Talks with PGA Tour ‘frank and unguarded’
Exactly what this alliance will mean is still unknown – remarkably, even to Pelley himself.
The common consensus is there will be co-sanctioned tournaments and greater cooperation over scheduling. He says the first changes are likely to be in 2022. Some believe it is the first step towards an inevitable unified elite tour.
“I think anything is possible. We are in the infancy stages of the conversation,” he says. “I won’t get into speculation on what can and cannot happen. I just know both sides are willing and it comes back to what is best for our respective memberships and our sport.”
Four months after agreeing the deal, Pelley met Monahan face to face for the first time at last month’s Players Championship in Florida.
The former TV reporter turned media and sport executive has remained in the US to attend the Masters this week and says his dialogue with Monahan has been “frank, open and unguarded”. “The deal may be light on detail but it is not light on planning because our teams are in constant conversation.”

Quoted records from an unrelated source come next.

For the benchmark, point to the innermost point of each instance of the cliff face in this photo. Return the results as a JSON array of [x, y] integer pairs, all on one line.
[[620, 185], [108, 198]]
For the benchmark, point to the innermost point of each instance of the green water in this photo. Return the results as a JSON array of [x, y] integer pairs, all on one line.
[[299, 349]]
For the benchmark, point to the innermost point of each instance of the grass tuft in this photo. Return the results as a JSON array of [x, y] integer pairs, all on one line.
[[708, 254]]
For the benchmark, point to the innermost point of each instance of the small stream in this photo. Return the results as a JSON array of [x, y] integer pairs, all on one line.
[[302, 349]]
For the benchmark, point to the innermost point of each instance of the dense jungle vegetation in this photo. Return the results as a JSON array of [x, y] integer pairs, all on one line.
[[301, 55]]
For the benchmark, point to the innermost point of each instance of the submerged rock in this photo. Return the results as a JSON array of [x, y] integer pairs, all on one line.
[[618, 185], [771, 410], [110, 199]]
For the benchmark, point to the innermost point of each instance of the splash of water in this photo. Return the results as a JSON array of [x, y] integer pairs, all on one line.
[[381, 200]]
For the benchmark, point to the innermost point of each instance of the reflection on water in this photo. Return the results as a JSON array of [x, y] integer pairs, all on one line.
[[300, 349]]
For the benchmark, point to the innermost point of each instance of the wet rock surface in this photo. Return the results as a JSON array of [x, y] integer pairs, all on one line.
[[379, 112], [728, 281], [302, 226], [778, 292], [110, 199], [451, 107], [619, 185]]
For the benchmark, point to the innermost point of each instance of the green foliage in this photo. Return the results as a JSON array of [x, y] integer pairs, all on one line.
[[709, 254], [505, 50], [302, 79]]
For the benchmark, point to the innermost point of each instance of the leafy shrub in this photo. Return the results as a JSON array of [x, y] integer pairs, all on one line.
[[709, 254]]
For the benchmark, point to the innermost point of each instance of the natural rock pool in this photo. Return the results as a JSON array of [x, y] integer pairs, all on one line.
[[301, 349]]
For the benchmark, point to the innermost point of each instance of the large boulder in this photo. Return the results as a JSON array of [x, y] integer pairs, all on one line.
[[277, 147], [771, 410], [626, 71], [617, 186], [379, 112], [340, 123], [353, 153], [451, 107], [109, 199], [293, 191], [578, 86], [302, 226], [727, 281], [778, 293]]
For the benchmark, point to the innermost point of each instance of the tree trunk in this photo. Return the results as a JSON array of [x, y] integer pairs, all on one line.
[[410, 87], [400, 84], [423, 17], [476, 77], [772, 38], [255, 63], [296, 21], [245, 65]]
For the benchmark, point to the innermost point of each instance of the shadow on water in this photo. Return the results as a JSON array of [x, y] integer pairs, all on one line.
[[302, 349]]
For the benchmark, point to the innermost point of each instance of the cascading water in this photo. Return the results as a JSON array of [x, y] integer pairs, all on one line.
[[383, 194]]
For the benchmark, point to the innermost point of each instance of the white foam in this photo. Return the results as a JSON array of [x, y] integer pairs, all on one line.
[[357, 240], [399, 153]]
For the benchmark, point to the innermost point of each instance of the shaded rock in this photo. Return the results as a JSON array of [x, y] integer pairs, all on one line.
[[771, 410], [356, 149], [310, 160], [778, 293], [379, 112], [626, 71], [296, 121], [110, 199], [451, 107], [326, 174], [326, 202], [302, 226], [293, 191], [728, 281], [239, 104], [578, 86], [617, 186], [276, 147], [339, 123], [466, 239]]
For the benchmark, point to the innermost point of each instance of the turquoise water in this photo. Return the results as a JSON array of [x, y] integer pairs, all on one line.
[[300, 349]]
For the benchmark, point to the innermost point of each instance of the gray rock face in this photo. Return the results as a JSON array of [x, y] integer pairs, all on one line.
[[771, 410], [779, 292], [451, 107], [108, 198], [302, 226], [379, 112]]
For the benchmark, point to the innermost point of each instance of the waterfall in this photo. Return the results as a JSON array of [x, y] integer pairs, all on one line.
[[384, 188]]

How the European Tour fought through 2020
Pelley has previously rubbished suggestions the PGA deal was hurried through out of financial necessity. The European Tour furloughed staff, made some redundant and borrowed £30m from the government’s Coronavirus Business Interruption Loan Scheme last year.
Its most recent accounts, filed in November, noted that “2020 has seen significant market disruption but cash remains strong”. “Our balance sheet has probably never been stronger,” he says.
Keeping the show going came at a financial cost, however. Pelley is justifiably proud that, after resuming in July, the tour ran uninterrupted for 27 consecutive weeks.
All but four of those weeks were European Tour-run tournaments and 15 of them had to be created from scratch due to other cancellations. The bill ran to “£35m-£40m”, plus almost £5m on making the events Covid-secure – with no ticket or hospitality sales to compensate.
“We had a choice,” he says. “We could have shut it down for three or four months but we said no, we’re going to find a way to play.”
Hopes for 15k fans at BMW PGA Championship
While the UK is slowly reopening society, the picture is very different elsewhere – and it continues to cause obvious problems for a travelling show that visits 24 countries. This week, the Open de France was cancelled with barely a month’s notice.
“2020 was a daunting and difficult year, but 2021 is proving to be potentially even more challenging,” says Pelley, who took up his post in 2015. “One of our greatest advantages is our diversity. That, undeniably, is also our biggest challenge.”
Pelley is optimistic that, by autumn, there will be spectators at European Tour events again, perhaps in time for the tour’s flagship event at Wentworth in early September. “At the BMW PGA Championship I’m really hoping we have a great crowd, 10-15,000.”
He expects a similar number at the Ryder Cup in Wisconsin later that month. “We miss the fans and we’re ready as soon as we get the green light.”
‘We need Plans A, B, C, D and E’
For the rest of this year, Pelley has a simple, pragmatic goal. “It’s safe to say the schedule we’re planning will not be the one we end up playing,” he says.
“But I’m committed to playing every single week on our schedule. That means we need Plans A, B, C, D and E.” Tournaments in nearby locations will be played at similar times of year to minimise travel for players.
After the Masters, Pelley will return to Wentworth. He has often been the only European Tour employee at its headquarters during the pandemic and he is looking forward to a full office again soon. “I miss seeing people,” he says. “It energises you.”
His personal life has also been affected, with much more time at home. “I don’t think I’ve ever played so much Uno.” Being unable to visit his 91-year-old mother has been the biggest struggle, he says.
For now, those 7:45am calls will continue. They always finish with a quote, and Pelley found a recent offering by the European Tour’s chief financial officer particularly resonated. “‘You can’t control the uncontrollable’. And it’s true.”